Abstract 2616: Mechanistic Insights from Serial Cardiac Magnetic Resonance Imaging at 3 and 15 months After Application of Blood-Derived Progenitor Cells in Recanalized Chronic Coronary Total Occlusions (CTO)
Background: Transplantation of circulating progenitor cells (CPC) was shown to improve left ventricular (LV) function after successful recanalization of CTO at short-term follow-up. Cardiac magnetic resonance imaging (CMRI) is an excellent diagnostic tool for serial assessment of changes in left ventricular function and might uncover underlying mechanisms by assessment of myocardial perfusion and infarct size at short-term and long-term follow-up.
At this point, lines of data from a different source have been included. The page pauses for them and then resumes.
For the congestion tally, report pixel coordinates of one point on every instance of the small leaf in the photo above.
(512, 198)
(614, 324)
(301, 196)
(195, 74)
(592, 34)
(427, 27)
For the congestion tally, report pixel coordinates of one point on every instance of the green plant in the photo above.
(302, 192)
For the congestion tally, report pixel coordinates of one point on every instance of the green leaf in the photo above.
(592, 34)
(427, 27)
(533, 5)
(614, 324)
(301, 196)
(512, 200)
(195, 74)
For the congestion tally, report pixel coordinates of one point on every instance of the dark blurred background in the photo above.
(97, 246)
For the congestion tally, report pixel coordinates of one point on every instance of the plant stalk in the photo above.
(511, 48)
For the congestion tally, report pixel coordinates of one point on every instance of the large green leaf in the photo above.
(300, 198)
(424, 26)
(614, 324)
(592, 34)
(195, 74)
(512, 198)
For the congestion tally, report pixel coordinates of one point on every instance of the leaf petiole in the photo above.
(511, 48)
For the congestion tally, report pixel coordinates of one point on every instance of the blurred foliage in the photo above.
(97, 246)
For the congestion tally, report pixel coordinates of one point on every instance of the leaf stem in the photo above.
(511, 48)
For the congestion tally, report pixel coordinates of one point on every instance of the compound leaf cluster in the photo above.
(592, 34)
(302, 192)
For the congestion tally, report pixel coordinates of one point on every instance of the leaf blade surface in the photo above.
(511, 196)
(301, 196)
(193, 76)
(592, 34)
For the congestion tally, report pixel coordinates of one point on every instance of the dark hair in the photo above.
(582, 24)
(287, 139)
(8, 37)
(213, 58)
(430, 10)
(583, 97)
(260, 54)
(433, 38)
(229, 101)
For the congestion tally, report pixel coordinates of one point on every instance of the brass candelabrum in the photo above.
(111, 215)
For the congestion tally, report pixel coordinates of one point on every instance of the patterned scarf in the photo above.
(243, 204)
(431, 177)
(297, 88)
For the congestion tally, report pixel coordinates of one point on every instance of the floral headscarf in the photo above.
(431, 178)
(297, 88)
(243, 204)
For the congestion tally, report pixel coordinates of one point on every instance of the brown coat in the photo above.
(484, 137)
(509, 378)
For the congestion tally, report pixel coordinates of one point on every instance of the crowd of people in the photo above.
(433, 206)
Methods and results: Twenty-six patients with reperfused CTO were randomized to either CPC’s or inactive serum (control) infused into the target vessel. Serial CMRI performed at baseline, after 3 and 15 months revealed a significant increase in left ventricular (LV) ejection fraction in the CPC group (from 51±14 to 58±13% and 60±10%; p<0.01 versus baseline), a decrease in endsystolic volume (from 68±33 to 60±33 ml and 60±31 ml; p<0.05 versus baseline) and unchanged enddiastolic volumes (136±37 vs. 133±33 and 147±45, p=n.s. vs. baseline). Infarct size decreased significantly from 10.3±7.7 to 9.0±7.2 and 9.5±8.5 ml, p<0.05 vs. baseline. First-pass myocardial perfusion at rest and stress using adenosine revealed significant improvement of the myocardial perfusion reserve index in affected segments by 1.50±0.17 to 1.76±0.16 (p<0.001) and 1.82±0.20 (p<0.001) at 3 and 15 months, respectively. In control ejection fraction showed no increase at 3 (p=0.99) but delayed improvement at 15 months (p=0.04), whereas myocardial perfusion was improved at 3 (p=0.01) and 15 months (p=0.004) follow-up. There was an inverse relationship between infarct transmurality and regional functional improvement in control, whereas this effect was attenuated in the CPC group.
Conclusions: Analysis of serial CMRI suggests that intracoronary application of CPC post CTO recanalization is associated with improved myocardial perfusion, reduction in infarct size and subsequent improved recovery of LV function as compared to control at mid-term and long-term follow-up.